The official hooks reference now documents several hook types, and this is genuinely worth internalizing. A command hook runs a shell command. A prompt hook sends a single-turn question to a model and gets back a yes/no JSON decision, which is useful when "should this be allowed" is a judgment call rather than a regex. An agent hook spawns a subagent that can read files with Grep and Glob before it decides. That progression from regex, to a quick model call, to a full agent is the part the docs do explain, and it's the part most people don't know exists.

The reverse-engineering write-up goes a step further and claims hooks can return richer JSON to steer behavior mid-run: a PreToolUse hook handing back a permissionDecision to force allow or deny, an additionalContext field to inject text, or updatedInput to rewrite a command before it executes. Some of this maps cleanly onto documented behavior. Some of it, like background async hooks or a once flag that fires a hook a single time and then removes itself, is the author's reading of internal fields. Treat that tier as a lead to verify, not a config you ship to production. The whole reason the docs draw a line is that internal field names change between releases without warning, and a hook that silently stops firing is worse than no hook at all.

There's also a security dimension here that's easy to skip past. HTTP hooks can interpolate environment variables into request headers, and the settings now let you restrict which variable names a hook is allowed to read. If you're wiring Claude Code into anything that touches a real secret, that allowlist is not optional. It's the difference between a hook that sends an auth token to one endpoint and a hook that can read your whole environment.

Why this matters more than it looks

I spend a lot of time in the weeds of tools like this, comparing what a product claims it does against what it actually does when you run it, and Claude Code is a near-perfect case study in a pattern I see constantly: the gap between the deck and the deployment. The marketing surface is "it writes code." The actual product is a configurable runtime with a permissions model, a lifecycle hook system, and a settings hierarchy that merges across three scopes. Most of the value is in that second description, and almost none of it is in the onboarding.

The "I read the source" genre exists because of that gap. When the documented surface is smaller than the real one, somebody eventually goes spelunking and writes up what they find. That's healthy. But the takeaway isn't "go set the undocumented flags." It's "the documented-but-buried 80% is already more than you're using." Get your permission rules merging the way you intend. Move your team's env config into the committed settings file. Replace one brittle regex hook with a prompt hook. That's a week of real workflow improvement before you ever need to touch anything reverse-engineered.
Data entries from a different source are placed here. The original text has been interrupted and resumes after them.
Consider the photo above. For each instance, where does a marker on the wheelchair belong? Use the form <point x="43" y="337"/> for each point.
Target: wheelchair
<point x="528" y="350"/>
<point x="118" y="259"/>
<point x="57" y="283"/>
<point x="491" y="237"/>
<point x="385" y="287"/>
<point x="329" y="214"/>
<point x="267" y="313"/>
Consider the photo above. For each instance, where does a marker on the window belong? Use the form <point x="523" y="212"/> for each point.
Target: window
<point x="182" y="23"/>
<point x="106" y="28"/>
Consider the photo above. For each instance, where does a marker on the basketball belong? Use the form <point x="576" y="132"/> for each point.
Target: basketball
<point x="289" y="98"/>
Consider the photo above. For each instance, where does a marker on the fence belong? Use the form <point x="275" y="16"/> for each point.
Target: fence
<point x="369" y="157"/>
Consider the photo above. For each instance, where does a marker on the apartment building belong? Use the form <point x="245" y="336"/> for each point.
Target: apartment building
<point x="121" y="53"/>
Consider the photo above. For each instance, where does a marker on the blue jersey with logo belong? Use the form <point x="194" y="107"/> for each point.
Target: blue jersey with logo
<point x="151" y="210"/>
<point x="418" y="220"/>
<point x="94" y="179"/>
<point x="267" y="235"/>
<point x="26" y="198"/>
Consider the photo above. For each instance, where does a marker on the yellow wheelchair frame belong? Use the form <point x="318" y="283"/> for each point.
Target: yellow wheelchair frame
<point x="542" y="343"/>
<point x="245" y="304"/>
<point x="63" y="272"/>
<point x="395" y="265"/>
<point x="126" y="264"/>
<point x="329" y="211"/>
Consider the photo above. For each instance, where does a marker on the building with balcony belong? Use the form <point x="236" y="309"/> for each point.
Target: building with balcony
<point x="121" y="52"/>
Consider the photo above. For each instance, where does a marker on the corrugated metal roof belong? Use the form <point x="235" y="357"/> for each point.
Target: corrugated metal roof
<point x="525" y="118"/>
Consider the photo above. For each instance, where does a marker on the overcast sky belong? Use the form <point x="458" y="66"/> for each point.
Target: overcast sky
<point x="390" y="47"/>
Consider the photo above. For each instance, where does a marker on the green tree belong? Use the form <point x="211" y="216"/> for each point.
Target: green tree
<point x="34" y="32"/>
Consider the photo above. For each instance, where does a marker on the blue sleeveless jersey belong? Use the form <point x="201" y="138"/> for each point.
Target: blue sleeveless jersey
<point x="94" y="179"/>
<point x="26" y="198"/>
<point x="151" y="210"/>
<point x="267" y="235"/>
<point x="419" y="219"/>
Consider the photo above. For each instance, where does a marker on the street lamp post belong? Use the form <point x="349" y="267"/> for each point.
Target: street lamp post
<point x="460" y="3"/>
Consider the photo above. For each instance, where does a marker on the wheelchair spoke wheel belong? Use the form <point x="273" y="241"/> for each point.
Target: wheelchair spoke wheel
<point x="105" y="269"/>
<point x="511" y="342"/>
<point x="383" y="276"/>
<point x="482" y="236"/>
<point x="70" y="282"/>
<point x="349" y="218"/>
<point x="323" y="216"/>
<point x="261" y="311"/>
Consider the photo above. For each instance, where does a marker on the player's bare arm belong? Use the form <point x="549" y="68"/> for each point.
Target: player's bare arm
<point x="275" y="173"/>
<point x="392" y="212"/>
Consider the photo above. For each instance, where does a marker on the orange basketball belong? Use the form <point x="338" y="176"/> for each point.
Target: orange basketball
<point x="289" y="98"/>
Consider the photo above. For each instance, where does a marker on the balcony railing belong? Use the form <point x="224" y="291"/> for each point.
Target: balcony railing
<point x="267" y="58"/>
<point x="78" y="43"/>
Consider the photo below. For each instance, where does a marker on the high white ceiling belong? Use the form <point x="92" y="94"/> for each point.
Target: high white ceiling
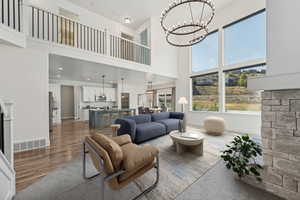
<point x="79" y="70"/>
<point x="138" y="10"/>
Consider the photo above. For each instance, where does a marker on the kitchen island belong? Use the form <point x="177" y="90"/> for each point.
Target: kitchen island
<point x="99" y="119"/>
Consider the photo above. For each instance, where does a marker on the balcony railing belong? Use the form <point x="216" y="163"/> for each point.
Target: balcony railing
<point x="129" y="50"/>
<point x="10" y="13"/>
<point x="58" y="29"/>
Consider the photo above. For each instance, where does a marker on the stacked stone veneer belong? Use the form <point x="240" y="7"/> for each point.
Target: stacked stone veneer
<point x="281" y="142"/>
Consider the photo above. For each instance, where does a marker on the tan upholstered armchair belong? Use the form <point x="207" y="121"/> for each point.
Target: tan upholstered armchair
<point x="119" y="161"/>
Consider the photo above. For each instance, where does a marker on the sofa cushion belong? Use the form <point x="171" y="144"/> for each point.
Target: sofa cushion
<point x="122" y="139"/>
<point x="171" y="124"/>
<point x="160" y="116"/>
<point x="177" y="115"/>
<point x="150" y="130"/>
<point x="128" y="126"/>
<point x="113" y="149"/>
<point x="140" y="119"/>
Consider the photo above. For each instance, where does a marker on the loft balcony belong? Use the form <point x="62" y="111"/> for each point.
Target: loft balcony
<point x="47" y="26"/>
<point x="11" y="23"/>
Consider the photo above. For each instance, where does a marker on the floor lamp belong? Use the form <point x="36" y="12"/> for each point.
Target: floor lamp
<point x="183" y="101"/>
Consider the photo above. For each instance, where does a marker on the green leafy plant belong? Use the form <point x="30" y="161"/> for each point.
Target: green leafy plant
<point x="240" y="157"/>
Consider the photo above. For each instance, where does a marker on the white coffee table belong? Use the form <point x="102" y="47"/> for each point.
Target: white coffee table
<point x="183" y="144"/>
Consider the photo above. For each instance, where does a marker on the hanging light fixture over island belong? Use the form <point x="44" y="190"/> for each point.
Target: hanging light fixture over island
<point x="191" y="29"/>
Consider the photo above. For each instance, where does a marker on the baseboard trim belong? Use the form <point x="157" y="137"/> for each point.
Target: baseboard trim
<point x="30" y="145"/>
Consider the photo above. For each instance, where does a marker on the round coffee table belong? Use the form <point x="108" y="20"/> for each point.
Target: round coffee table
<point x="189" y="140"/>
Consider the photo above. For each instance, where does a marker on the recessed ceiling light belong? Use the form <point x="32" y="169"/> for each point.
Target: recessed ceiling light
<point x="127" y="20"/>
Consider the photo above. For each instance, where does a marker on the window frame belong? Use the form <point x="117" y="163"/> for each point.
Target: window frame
<point x="222" y="68"/>
<point x="212" y="67"/>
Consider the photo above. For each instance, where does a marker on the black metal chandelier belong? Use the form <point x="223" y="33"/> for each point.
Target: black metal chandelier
<point x="192" y="30"/>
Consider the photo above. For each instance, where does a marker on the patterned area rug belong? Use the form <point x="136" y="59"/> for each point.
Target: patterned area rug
<point x="177" y="172"/>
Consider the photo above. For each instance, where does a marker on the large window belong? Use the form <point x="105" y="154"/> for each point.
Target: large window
<point x="205" y="92"/>
<point x="246" y="39"/>
<point x="205" y="53"/>
<point x="242" y="57"/>
<point x="237" y="96"/>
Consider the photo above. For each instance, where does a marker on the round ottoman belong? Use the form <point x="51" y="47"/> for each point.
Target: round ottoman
<point x="214" y="125"/>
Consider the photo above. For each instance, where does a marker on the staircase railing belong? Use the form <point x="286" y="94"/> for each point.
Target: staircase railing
<point x="129" y="50"/>
<point x="51" y="27"/>
<point x="11" y="14"/>
<point x="54" y="28"/>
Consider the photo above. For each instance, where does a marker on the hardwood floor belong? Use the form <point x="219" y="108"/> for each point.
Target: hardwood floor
<point x="66" y="144"/>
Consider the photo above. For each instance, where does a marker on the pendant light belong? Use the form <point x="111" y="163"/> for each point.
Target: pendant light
<point x="122" y="89"/>
<point x="103" y="96"/>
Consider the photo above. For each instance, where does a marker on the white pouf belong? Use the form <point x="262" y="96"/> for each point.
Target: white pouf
<point x="214" y="125"/>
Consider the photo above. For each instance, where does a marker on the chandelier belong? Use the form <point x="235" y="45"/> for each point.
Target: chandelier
<point x="194" y="16"/>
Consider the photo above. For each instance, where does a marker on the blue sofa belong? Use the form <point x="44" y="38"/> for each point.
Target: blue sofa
<point x="145" y="127"/>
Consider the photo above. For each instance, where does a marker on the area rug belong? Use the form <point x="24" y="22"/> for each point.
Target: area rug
<point x="177" y="173"/>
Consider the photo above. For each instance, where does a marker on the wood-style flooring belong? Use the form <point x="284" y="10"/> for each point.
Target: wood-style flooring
<point x="65" y="145"/>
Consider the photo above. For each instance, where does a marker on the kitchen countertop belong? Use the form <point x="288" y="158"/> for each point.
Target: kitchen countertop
<point x="112" y="110"/>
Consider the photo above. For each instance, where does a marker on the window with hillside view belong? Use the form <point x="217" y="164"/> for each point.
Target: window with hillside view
<point x="206" y="92"/>
<point x="243" y="56"/>
<point x="205" y="53"/>
<point x="245" y="40"/>
<point x="237" y="96"/>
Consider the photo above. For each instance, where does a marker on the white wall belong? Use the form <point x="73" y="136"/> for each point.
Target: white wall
<point x="246" y="123"/>
<point x="24" y="81"/>
<point x="163" y="55"/>
<point x="283" y="37"/>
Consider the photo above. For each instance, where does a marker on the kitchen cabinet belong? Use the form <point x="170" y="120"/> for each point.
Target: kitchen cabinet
<point x="110" y="94"/>
<point x="89" y="93"/>
<point x="84" y="115"/>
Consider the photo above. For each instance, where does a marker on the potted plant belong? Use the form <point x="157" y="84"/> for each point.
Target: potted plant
<point x="240" y="157"/>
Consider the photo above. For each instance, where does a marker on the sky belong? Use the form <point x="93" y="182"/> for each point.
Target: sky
<point x="245" y="40"/>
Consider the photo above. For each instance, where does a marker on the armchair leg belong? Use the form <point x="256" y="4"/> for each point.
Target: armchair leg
<point x="84" y="165"/>
<point x="149" y="189"/>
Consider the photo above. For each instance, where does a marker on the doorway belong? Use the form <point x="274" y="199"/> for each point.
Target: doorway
<point x="67" y="102"/>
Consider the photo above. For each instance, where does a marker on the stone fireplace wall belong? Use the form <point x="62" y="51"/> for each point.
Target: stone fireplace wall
<point x="281" y="142"/>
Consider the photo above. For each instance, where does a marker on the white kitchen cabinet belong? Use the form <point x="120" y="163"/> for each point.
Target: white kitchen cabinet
<point x="110" y="94"/>
<point x="84" y="115"/>
<point x="89" y="93"/>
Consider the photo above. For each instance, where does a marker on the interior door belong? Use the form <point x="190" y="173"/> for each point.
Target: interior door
<point x="67" y="102"/>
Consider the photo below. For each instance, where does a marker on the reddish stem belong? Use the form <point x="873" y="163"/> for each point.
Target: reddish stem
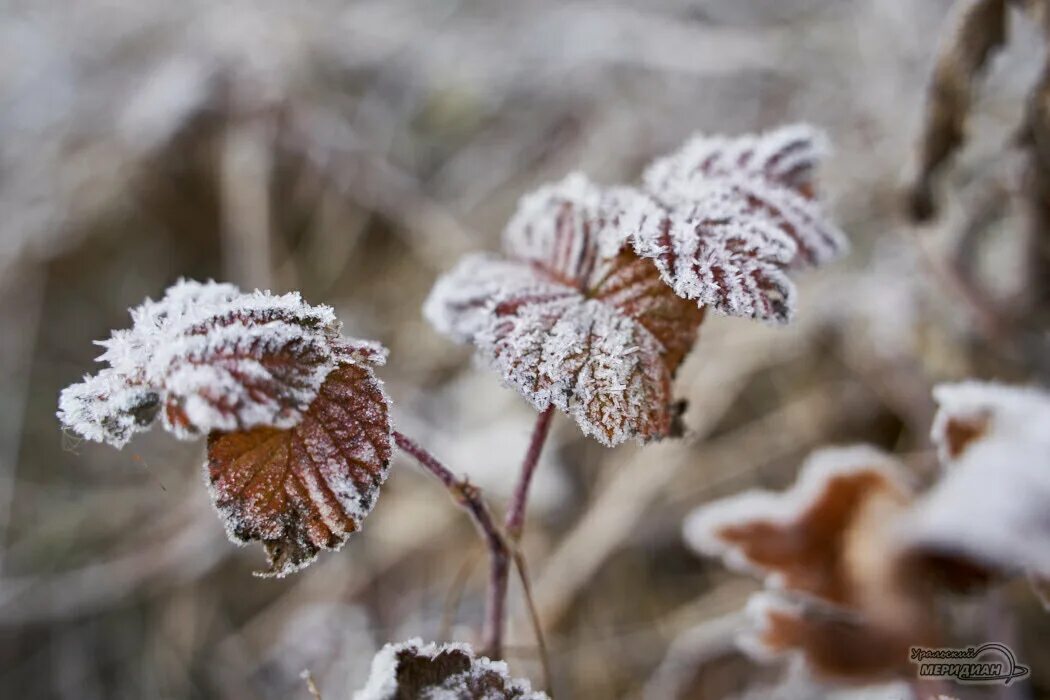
<point x="512" y="526"/>
<point x="499" y="546"/>
<point x="468" y="497"/>
<point x="516" y="511"/>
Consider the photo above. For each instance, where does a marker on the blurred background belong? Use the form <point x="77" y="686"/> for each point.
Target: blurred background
<point x="353" y="151"/>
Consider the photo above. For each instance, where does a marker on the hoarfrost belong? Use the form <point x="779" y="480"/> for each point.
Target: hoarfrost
<point x="297" y="423"/>
<point x="989" y="507"/>
<point x="441" y="672"/>
<point x="600" y="292"/>
<point x="207" y="357"/>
If you want the version that doesn't require reading either the source or a 3,000-word teardown, that's exactly the kind of thing I keep collecting: the configs, hook patterns, and CLAUDE.md setups that actually move the needle, written down so you can paste them in and move on. There's a running set of Claude Code recipes and a tools directory over at tools.thesoundmethod.me if that's useful to you.

The short version: Claude Code is more configurable than its docs make it look, the best wins are in the documented-but-overlooked layer, and "undocumented" is a reason to verify, not a reason to trust. Read the official references first. Save the source-diving for when you've already outgrown them.